This is why human runners could outrun animals- deer for example- under certain conditions. If the deer is continually pressed, even by a jogging human, the deer will eventually succumb to heat and die of exhaustion. Humans are special in that we can sweat to lose heat, and because of that we are some of the best long-distance heat runners in the animal kingdom. 

I'd try going out really early or late in the day, when it is cooler, or possibly going to off leash areas with water access (if gators aren't too big a risk?) Or just get a sprint-rest workout yourself, and change the way you are running.


----------



## Muskeg (Jun 15, 2012)

I've often wondered how the sheep dogs out in Australia's outback do with the heat. I'm guessing, if you want a heat-tolerant dog, get a real Australian sheep dog. Those must be tough dogs to work all day at 100F plus and come back for more, week after week.


----------



## GandalfTheShepherd (May 1, 2017)

Slamdunc said:


> I would be very concerned about exercise induced exhaustion. The symptoms or signs are similar to heat exhaustion, but it does not have to be hot to happen. If your dog is stopping then your exercise routine might be too much for him. Also, regardless of breed or pedigree, some dogs are more athletic and better runners than others, just like people. Some need more conditioning than others.
> 
> While 5 miles is not a far distance for a healthy GSD to run, most dogs can not keep up with a human conditioned to run for long periods. One of our handlers is a marathon runner, when he first came to the unit he was running his dog 4-5 miles everyday.

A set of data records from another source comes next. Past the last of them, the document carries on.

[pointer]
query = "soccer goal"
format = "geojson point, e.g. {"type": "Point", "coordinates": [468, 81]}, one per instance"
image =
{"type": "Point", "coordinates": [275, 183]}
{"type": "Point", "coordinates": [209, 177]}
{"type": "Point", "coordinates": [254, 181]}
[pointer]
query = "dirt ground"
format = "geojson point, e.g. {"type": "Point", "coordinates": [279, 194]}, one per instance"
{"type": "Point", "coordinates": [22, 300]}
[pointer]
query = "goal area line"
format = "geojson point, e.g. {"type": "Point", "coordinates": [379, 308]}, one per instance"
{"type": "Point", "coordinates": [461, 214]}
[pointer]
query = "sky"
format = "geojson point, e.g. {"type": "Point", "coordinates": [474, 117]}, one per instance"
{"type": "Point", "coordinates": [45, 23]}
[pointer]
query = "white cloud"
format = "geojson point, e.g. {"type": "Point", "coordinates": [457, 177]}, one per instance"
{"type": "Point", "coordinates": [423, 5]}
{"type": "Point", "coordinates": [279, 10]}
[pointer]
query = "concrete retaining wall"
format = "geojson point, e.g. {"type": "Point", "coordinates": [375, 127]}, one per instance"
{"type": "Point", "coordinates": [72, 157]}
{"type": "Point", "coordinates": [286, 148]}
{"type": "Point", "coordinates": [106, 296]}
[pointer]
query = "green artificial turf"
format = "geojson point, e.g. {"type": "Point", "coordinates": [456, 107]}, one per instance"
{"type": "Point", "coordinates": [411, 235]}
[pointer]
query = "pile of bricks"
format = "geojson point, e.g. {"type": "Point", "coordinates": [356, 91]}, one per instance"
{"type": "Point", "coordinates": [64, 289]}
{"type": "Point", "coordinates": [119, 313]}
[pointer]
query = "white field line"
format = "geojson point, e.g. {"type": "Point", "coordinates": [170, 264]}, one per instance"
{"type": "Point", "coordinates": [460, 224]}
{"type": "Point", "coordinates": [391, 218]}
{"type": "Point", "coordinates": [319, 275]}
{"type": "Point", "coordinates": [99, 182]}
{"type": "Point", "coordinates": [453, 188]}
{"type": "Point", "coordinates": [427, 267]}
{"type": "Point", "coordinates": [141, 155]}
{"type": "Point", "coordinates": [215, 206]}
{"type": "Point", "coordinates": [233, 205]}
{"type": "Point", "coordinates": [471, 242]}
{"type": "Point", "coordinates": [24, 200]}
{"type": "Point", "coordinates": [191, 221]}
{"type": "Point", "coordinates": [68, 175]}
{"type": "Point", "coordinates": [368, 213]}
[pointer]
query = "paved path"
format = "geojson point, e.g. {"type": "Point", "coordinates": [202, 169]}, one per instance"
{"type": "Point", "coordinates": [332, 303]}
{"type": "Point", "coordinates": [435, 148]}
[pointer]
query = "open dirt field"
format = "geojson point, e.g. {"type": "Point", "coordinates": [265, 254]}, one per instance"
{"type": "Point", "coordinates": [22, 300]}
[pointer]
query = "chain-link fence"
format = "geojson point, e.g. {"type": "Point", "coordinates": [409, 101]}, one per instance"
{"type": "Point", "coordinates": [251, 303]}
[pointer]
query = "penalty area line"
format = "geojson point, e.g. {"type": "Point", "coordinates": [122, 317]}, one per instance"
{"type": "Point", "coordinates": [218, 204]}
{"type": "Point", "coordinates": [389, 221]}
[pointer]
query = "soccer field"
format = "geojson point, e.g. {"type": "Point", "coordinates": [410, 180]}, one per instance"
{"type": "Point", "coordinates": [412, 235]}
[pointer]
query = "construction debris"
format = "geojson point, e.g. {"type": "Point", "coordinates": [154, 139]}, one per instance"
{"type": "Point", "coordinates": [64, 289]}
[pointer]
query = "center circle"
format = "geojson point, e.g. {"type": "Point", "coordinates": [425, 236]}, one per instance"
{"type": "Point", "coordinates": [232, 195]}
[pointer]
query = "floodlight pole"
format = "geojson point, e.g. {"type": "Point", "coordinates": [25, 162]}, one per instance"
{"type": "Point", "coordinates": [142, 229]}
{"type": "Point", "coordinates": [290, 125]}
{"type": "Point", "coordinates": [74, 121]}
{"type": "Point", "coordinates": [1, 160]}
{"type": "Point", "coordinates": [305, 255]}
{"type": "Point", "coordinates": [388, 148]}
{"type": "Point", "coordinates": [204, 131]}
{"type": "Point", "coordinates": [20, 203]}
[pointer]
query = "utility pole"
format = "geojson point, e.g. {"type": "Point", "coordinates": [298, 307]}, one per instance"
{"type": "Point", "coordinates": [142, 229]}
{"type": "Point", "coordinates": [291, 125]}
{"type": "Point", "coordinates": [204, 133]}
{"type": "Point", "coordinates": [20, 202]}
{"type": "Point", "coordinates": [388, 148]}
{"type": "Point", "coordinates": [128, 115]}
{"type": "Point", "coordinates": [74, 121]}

A young GSD / Mal mix, high drive and super working dog that could not keep up. I had to make him stop running with his dog as it was negatively impacting our training.
> 
> ...


Thank you slamdunc always appreciate your words of wisdom. First and foremost I want him to enjoy it, it's supposed to be fun for him and a good bonding activity!


----------



## GandalfTheShepherd (May 1, 2017)

Muskeg said:


> I've often wondered how the sheep dogs out in Australia's outback do with the heat. I'm guessing, if you want a heat-tolerant dog, get a real Australian sheep dog. Those must be tough dogs to work all day at 100F plus and come back for more, week after week.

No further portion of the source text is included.